I don’t know how players do it. I’d only slept with one woman this week and gone for drinks with another, and already I was a multi-tasking failure. As every lesbian knows, keeping one woman happy is hard enough, let alone two or three.

Nicola and I had finished three cups of coffee before she left to meet Melanie for dinner in town, hence I now had a caffeine headache hanging on my brain. The topics had got progressively lighter with each coffee, but I was still stunned she was planning to get married this month, even if her body language was telling me she wasn’t ready. This was a new side to Nicola, and one I wasn’t particularly in love with.

Logically, I supposed there would be a lot of sides to Nicola that wouldn’t exactly thrill me in the present day, but I was still stuck on Nicola Sheen, circa High School. She was a hard habit to break.

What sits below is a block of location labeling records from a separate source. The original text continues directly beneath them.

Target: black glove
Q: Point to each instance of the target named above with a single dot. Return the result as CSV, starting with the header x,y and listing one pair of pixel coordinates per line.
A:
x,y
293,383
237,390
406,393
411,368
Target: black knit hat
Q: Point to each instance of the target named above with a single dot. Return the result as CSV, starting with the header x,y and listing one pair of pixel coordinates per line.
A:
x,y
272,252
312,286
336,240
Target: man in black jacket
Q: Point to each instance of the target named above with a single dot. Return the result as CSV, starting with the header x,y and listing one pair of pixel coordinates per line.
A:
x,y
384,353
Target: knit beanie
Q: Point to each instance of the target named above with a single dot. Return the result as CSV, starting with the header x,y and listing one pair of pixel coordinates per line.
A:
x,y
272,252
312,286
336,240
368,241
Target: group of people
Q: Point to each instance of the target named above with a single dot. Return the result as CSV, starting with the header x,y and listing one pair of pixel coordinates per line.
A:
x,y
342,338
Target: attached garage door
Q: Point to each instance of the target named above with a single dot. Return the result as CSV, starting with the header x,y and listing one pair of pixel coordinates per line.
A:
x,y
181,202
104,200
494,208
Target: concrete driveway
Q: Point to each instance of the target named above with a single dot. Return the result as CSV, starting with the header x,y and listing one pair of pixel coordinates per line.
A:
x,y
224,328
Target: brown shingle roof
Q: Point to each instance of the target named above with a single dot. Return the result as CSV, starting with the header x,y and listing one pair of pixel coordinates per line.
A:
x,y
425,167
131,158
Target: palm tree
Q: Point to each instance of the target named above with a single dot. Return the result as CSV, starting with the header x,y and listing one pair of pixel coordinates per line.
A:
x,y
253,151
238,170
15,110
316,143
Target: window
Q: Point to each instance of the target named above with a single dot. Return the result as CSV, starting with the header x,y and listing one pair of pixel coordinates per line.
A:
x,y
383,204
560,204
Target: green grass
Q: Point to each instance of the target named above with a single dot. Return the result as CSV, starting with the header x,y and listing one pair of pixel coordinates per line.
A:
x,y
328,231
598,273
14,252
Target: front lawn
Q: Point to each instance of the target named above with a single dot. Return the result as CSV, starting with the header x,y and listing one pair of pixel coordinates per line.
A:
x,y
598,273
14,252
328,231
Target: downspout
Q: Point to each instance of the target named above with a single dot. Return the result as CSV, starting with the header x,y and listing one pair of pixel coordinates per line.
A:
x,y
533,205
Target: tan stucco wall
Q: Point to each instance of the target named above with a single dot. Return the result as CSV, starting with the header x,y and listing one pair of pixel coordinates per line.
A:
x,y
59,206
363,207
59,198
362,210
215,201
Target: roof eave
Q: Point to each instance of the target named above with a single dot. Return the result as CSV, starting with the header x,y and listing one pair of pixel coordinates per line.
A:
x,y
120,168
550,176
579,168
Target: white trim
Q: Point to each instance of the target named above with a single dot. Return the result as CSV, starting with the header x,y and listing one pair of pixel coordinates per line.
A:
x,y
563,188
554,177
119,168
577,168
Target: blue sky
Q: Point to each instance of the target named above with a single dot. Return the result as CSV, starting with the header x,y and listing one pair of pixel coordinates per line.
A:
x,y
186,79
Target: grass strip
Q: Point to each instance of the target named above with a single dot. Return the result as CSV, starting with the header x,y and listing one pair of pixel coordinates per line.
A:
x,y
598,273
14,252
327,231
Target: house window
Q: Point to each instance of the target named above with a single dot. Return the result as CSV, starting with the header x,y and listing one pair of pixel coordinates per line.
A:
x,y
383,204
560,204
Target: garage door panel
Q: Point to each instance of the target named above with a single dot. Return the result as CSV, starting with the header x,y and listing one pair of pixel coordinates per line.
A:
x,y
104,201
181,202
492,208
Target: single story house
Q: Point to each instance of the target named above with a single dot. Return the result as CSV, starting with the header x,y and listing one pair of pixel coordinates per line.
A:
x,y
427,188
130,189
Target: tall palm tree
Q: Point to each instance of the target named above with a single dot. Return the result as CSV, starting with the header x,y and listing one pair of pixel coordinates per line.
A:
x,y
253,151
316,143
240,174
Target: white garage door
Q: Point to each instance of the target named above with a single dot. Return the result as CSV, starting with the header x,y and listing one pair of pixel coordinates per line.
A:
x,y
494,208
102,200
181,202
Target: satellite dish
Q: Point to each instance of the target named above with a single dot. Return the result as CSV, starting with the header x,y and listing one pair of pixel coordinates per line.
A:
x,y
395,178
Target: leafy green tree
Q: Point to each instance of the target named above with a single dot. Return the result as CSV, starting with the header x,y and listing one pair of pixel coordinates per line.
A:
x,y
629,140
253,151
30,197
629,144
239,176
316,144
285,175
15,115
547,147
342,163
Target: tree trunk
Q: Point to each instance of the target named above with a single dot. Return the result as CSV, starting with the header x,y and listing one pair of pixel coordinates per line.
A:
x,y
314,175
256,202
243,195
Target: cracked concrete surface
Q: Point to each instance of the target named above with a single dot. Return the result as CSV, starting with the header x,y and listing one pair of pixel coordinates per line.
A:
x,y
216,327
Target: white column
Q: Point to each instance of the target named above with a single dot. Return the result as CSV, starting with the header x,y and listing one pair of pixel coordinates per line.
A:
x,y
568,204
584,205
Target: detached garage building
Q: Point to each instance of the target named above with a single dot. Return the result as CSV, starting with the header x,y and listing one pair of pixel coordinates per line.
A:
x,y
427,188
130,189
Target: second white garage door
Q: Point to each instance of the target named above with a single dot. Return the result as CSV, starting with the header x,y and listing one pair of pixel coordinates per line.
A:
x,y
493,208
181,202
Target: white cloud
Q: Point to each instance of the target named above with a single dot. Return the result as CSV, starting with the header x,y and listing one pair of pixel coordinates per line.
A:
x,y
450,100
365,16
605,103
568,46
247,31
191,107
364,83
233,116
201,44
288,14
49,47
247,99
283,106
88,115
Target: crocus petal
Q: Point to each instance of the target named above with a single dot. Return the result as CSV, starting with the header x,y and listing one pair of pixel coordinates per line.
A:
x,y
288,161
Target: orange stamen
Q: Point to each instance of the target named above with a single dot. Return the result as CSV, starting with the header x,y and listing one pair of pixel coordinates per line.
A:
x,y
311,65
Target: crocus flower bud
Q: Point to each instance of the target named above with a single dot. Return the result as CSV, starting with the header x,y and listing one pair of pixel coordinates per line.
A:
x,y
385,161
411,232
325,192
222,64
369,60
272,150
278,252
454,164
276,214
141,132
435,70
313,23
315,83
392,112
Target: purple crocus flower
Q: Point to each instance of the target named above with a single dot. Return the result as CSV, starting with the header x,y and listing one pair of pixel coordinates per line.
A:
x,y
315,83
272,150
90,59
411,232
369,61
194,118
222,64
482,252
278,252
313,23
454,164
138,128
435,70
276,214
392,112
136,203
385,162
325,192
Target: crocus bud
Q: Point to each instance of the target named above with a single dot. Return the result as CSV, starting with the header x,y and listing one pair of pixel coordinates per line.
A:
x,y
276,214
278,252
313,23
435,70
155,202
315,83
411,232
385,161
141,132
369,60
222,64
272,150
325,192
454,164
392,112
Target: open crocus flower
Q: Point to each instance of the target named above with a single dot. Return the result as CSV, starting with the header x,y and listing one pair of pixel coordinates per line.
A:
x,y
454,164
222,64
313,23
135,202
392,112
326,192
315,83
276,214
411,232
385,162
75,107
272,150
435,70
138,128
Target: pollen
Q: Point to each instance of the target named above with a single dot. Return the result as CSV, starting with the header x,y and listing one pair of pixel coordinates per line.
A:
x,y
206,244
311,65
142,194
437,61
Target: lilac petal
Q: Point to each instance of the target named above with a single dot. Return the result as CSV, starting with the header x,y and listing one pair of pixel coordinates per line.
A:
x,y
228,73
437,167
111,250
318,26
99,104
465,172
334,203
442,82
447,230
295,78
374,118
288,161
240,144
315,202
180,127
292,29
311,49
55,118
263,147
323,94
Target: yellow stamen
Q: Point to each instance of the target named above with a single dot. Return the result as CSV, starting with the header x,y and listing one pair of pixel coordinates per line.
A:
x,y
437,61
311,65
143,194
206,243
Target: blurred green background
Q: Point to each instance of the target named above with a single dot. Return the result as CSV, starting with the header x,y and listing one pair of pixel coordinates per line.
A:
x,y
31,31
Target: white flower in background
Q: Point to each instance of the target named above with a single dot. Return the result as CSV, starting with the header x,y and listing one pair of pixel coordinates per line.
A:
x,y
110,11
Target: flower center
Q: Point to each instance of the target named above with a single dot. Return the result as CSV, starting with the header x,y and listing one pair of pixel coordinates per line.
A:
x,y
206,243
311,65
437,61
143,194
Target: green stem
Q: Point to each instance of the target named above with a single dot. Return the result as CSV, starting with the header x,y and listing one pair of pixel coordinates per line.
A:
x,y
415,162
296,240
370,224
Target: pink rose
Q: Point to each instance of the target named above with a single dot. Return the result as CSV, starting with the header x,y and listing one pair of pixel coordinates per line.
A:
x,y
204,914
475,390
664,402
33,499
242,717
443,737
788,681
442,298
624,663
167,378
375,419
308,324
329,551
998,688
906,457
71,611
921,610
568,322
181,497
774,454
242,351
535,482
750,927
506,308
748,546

I had two friends who’d got married in the past year because they thought it was ‘time’ and they wanted their life to run to the schedule they’d set in their heads. “I have to be married by the time I’m 28, and my first baby is due at 31,” one had told me. When I’d asked them about true love and finding their soulmate, they’d looked at me like I was speaking a language they’d never heard of. “That’s all very lovely, Tori,” the other had said, shaking her head. “But I live in the real world, on real time schedules. If you want your life to run to order, you have to look at what you’ve got, decide if you can live with it and then act or make a change.”